# I think it could be that time....



## yard5864 (Nov 8, 2007)

They are calling for 3" or more as of right now, but as you all know, that is subject to change! Anyway, it looks promising so far since it is actually snowing.


----------



## KGRlandscapeing (May 2, 2007)

we have nasty rain there calling for it to change tomorrow thou


----------



## stroker79 (Dec 2, 2006)

yard5864;435780 said:


> They are calling for 3" or more as of right now, but as you all know, that is subject to change! Anyway, it looks promising so far since it is actually snowing.


Where are you specifically? It FINALLY just started here in schaumburg illinois.


----------



## yard5864 (Nov 8, 2007)

I am about 20 minutes west of Milwaukee and 10 minutes North of Waukesha.


----------



## yard5864 (Nov 8, 2007)

It started raining here around 1:00, and turned to snow around 7 pm.


----------



## telebofh (Aug 4, 2007)

Been green here all week, in the last hour, the ground is fully covered and its just a coming down! Maby I can fire up the ol' plow tomorrow and break her in ;-p


----------



## yard5864 (Nov 8, 2007)

I am getting execited... the Boss is on the GMC and she is all gassed up.


----------



## mike psd (Aug 12, 2007)

keep us posted on your storm pics guys !!!!


----------



## Sydenstricker Landscaping (Dec 17, 2006)

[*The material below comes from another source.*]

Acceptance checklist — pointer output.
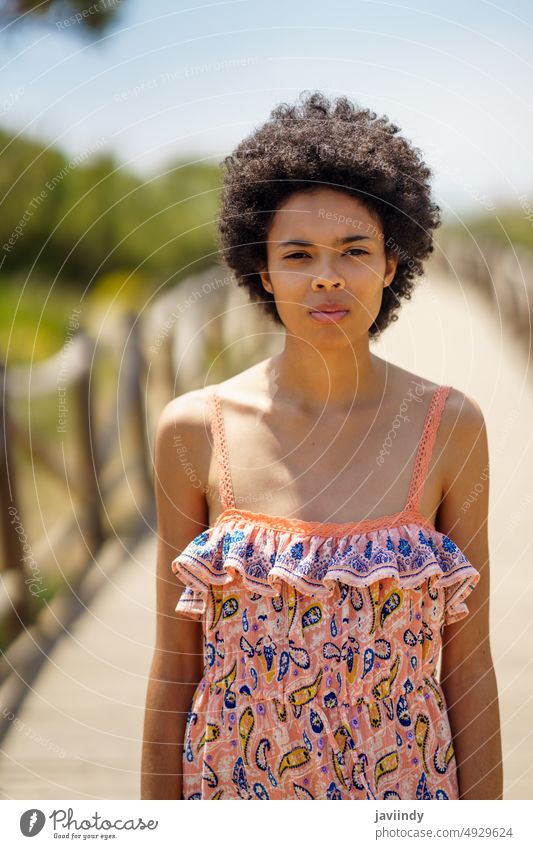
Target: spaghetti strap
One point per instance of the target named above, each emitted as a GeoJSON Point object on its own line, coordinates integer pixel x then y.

Cool!!! We are supposed to share in that snow with some good lake effect tomm afternoon!!payup


----------



## JeepPlow18 (Sep 4, 2006)

Yea more pics, in northern jersey on monday we got 6.5 inches but melted the day after and I didnt get any pics in. It was a good push though. Good luck to you guys whos getting the white stuff.


----------



## yard5864 (Nov 8, 2007)

Well after all the build up, the blade never touched the pavement... Dumped some salt on a couple of accounts but that was it. I left at 5 am and was home by 7. We did get 2" here but nothing stuck to the pavement. The ground was a little warm yet, the grass is covered but that is about all. Next week they are calling for mid 40's, so I am going to chalk this one up as a "teaser". At least the rain prior to the snow made it a little slick for us. Attached is a pic from this morning.


----------



## stroker79 (Dec 2, 2006)

Yeah the storm was a bust here also. We didnt even get groundcover. Hopefuly there will be another soon to follow.


----------



## mike psd (Aug 12, 2007)

thats how it kinda look in northeast pa on sunday morning kept snowing all day and night after the sun set we had 6 " there about melt in 2 days  i still need to get the bugs work'd out of my plow


----------



## Supper Grassy (May 31, 2007)

at least you have seen some snow we haven't even got a flurry


----------



## JeepPlow18 (Sep 4, 2006)

Supper Grassy;436077 said:


> at least you have seen some snow we haven't even got a flurry


Thats true it was nice to see 6.5 inches sitting on the ground in north jersey. Where are you located?


----------



## gorman (Nov 22, 2007)

*cant wait*

i just got a 07 silverado 2500 hd with a western MVP. its a great plow. Also what can you guys tell me about ballasting


----------



## Mark13 (Dec 3, 2006)

We got about a 1/2" only on the lawn. Never even hooked up the plow.


----------



## gorman (Nov 22, 2007)

yard5864, where in Mil. do you live. i'm in greenfield


----------



## yard5864 (Nov 8, 2007)

gorman;436129 said:


> yard5864, where in Mil. do you live. i'm in greenfield


Actually Waukesha county - Sussex


----------



## yard5864 (Nov 8, 2007)

I am going for more snow, I am taking the plow back off the truck, now we will get dumped on!


----------



## stroker79 (Dec 2, 2006)

I never even put mine on!


----------



## mklawnman (Jan 29, 2001)

Up in Richfield area we got maybe 1.5" on the grass and slushy mix on pavement that turned to ice on a few accounts. Salted this morning, bit fun driving around doing doughnuts  Tried to plow but didnt do much but man alive i wanted to do alittle plowing this morning.
GO PACK GO!
Matt


----------



## Mark13 (Dec 3, 2006)

mklawnman;436239 said:


> GO PACK GO!


X2 Another win by the Packers.


----------



## ultimate plow (Jul 2, 2002)

I didnt even mount my spreaders


----------